IMC works by first conjugating antibodies to heavy metals, which are then used to stain a tumour sample. A laser ablates every region of the tumour, releasing the heavy metals to allow the identification of the antibodies present in that region. With this technology, researchers can use up to 40 different antibodies simultaneously, a significant increase from what was previously possible, enabling the ability to gain information about cell identity and location.

Mark Sorin, a MD–PhD candidate at McGill University’s Rosalind and Morris Goodman Cancer Institute (GCI), was one of the co-first authors on the lung cancer paper together with Elham Karimi and Morteza Rezanejad. “We used IMC to describe the tumour immune microenvironment, the relationships and interactions between various immune cells and cancer cells, and we paired this technology with artificial intelligence to make meaningful clinical predictions,” notes Mark. “Our main question was, can we predict which early-stage lung cancer patients will have a progression of their disease after surgery.” This work was completed under the supervision of Professors Daniela Quail, PhD, and Logan Walsh, PhD, from the GCI and Philippe Joubert, MD, PhD, from Université Laval.

The main treatment today for early-stage lung cancer is surgery. However, between 30 to 40 percent of patients will have a recurrence of the cancer after surgery. The challenge in this study was to try to identify who these patients are.
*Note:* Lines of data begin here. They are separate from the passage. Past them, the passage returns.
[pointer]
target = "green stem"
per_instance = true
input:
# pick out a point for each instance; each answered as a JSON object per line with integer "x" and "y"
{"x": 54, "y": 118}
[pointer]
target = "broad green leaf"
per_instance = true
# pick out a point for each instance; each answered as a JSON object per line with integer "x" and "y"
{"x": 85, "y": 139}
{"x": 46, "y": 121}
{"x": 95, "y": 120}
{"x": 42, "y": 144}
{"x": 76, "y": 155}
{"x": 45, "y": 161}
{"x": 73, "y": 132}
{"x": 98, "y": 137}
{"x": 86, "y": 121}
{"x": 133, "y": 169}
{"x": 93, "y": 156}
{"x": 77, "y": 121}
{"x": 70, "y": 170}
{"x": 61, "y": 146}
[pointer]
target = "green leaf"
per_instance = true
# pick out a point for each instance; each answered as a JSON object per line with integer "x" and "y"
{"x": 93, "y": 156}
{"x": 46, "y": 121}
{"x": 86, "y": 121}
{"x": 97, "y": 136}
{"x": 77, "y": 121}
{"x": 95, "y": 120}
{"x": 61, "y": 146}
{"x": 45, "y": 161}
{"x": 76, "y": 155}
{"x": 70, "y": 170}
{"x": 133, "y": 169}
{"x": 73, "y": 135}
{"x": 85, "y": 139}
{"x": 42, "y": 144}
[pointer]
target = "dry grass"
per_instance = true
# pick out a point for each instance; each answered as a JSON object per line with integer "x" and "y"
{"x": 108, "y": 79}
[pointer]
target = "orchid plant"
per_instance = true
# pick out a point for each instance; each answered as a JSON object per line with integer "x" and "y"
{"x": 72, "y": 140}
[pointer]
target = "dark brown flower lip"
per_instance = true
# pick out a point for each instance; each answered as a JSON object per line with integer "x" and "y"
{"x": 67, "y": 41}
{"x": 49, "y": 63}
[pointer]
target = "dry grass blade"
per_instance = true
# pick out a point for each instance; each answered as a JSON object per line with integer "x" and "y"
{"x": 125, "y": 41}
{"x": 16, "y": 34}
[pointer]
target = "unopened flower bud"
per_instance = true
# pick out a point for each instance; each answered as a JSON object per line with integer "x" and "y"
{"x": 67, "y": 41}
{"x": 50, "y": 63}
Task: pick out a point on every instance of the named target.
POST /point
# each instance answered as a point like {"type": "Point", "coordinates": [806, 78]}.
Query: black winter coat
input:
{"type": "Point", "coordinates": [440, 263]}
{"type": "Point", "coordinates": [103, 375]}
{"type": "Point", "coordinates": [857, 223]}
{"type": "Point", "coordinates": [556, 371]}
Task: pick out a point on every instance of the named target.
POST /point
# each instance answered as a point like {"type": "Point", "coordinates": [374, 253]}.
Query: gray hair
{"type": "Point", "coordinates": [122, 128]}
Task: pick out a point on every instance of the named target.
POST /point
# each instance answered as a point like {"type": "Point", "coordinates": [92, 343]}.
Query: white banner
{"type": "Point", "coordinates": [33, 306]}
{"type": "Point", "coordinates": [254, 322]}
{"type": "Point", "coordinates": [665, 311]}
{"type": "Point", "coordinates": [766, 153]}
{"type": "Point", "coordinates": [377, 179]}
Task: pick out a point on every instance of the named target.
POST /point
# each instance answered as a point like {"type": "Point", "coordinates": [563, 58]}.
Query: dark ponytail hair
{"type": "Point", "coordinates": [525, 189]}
“The idea is that if we could predict which patients will have a recurrence, we could give these patients chemotherapy to cure them, and for the patients that won’t have a recurrence we can spare them the toxicity of chemotherapy,” explains Mark. “This is the big novelty and the big impact of our work. It is the first application of IMC together with artificial intelligence to make predictions regarding clinical outcomes.”

The brain cancer paper was co-led by another MD–PhD candidate at the GCI, Sarah Maritan, together with Elham Karimi, Miranda Yu and Lucas Perus. This work was completed under the supervision of GCI Professors Quail, Walsh and Peter Siegel, PhD. “With the introduction of IMC, which allows you to look at many different cell types all at once in a single tissue sample, we jumped at the opportunity to profile immune cells that are involved in different types of brain tumours,” says Sarah.
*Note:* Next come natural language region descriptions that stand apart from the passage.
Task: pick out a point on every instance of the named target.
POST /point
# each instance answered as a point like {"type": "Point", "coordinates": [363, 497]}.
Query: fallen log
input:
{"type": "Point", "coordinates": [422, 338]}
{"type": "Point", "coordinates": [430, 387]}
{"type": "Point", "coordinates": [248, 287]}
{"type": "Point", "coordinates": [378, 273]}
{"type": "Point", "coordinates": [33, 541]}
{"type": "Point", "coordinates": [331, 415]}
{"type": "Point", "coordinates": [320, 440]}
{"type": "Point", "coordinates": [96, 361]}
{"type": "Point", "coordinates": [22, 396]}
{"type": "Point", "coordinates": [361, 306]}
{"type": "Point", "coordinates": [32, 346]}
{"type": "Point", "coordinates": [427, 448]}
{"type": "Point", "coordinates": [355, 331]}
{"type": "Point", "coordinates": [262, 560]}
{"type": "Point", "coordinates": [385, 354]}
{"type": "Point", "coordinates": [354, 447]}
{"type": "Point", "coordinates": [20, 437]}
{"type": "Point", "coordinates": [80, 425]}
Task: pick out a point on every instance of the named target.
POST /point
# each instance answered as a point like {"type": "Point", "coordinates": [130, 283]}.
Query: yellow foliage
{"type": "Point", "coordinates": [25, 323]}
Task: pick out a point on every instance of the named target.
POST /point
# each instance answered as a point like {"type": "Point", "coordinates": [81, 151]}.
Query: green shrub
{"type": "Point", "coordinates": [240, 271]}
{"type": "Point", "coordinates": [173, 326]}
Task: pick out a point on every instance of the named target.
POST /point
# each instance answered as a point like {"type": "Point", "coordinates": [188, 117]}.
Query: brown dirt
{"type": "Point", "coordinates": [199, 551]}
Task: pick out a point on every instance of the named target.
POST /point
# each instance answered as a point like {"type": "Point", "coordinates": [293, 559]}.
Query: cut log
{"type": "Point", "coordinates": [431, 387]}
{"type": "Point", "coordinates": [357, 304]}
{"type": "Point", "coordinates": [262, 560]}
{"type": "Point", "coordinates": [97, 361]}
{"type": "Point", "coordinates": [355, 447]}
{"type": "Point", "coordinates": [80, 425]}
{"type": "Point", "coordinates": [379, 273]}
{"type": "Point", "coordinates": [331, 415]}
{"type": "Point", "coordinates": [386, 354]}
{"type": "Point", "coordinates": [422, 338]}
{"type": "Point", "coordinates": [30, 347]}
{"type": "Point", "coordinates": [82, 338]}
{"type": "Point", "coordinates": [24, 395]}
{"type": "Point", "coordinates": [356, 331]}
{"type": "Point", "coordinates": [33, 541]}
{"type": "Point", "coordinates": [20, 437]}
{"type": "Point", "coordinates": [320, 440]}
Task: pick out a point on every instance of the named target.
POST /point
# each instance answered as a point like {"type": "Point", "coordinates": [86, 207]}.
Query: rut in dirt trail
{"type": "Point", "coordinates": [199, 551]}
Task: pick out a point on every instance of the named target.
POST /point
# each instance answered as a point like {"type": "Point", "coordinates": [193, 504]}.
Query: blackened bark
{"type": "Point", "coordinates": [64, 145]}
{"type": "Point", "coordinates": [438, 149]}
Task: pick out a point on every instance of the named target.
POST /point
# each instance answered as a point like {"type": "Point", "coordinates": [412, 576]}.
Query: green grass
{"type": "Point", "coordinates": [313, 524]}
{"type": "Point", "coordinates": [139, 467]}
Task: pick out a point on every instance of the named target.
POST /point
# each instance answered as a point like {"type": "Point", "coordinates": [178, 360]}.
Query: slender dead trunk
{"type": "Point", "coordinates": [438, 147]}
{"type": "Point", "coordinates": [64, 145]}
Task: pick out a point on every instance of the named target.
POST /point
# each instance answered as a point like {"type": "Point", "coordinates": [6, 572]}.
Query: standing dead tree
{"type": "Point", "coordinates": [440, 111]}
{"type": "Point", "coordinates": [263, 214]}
Brain cancer researchers previously thought that brain cancers grow in an immune-privileged environment with minimal immune cells capable of limiting cancer cell growth. However, according to Maritan, there is growing evidence that this is not the case and that immune cells can directly interact with cancer cells in the brain and play a vital role in regulating cancer growth. The researchers’ work sought to compare the immune-cancer interactions in metastatic brain tumours, tumours that start in other parts of the body, with glioblastoma, a primary brain tumour that arises in the brain itself.

“At the Goodman Cancer Institute with Professor Daniela Quail’s group having expertise in primary brain tumours, and my work with Professor Peter Siegel focusing on metastatic brain tumours, we thought it would be a very unique opportunity to combine these two data sets,” explains Sarah. “In addition, Professor Logan Walsh’s expertise in computational approaches allowed us to assess the positional architecture of immune cells in these different types of brain tumours.”
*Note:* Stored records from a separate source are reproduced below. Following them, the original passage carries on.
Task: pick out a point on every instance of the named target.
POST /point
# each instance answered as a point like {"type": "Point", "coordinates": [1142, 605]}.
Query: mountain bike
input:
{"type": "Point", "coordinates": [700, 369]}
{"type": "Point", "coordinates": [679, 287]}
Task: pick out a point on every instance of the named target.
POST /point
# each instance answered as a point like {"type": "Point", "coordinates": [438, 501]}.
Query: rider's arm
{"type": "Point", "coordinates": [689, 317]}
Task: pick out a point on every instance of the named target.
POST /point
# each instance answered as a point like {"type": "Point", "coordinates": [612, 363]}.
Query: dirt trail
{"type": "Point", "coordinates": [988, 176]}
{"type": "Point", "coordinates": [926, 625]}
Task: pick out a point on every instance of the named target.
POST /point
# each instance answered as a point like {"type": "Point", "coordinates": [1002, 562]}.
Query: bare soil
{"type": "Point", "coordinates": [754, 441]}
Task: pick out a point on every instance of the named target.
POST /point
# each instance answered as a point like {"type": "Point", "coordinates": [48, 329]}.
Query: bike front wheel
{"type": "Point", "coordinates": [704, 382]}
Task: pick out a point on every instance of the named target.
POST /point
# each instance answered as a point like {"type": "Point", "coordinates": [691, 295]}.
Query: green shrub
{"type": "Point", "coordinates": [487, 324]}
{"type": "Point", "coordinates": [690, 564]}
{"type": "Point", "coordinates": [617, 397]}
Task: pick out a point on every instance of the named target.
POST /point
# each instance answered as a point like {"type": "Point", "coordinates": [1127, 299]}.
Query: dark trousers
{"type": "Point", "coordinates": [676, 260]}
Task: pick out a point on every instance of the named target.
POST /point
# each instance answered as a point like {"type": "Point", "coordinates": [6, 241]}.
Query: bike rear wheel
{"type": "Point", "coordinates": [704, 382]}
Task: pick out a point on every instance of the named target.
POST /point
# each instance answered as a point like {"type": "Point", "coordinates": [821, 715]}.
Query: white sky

For glioblastoma, the outcomes are poor, with patients often dying less than a year after diagnosis. The results of the study showed that different types of glioblastomas are not necessarily equal in terms of survival outcomes. “Our main takeaway was this identification of a novel immune cell, what we call MPO positive macrophages, and we found that tumours that have high levels of this special MPO cell type have longer survival. So, we’re in the process now of diving into what exactly these cells are, how they behave and how they regulate cancer growth,” adds Sarah.

Researchers are in the process of trying to figure out how they can harness these MPO macrophages to develop new treatment options, or new prognostic biomarkers to determine which patients will have better outcomes.

Next, the research group plans on using these tools with new data sets and samples to answer clinically relevant questions. The researchers say the response to the papers published in Nature has been enthusiastic in terms of future collaborations. Scientists and clinicians are now looking to either add samples to their data sets, or to get access to the data sets so they can ask their own clinical questions.

Sarah and Mark attribute their success to the quality of the training and mentorship received through the MD–PhD program at McGill and highlight the importance of continued funding. “These studies are a testament to the importance of clinician-scientists at McGill and beyond and the prospect that this type of work can have towards ultimately improving outcomes for patients,” says Mark.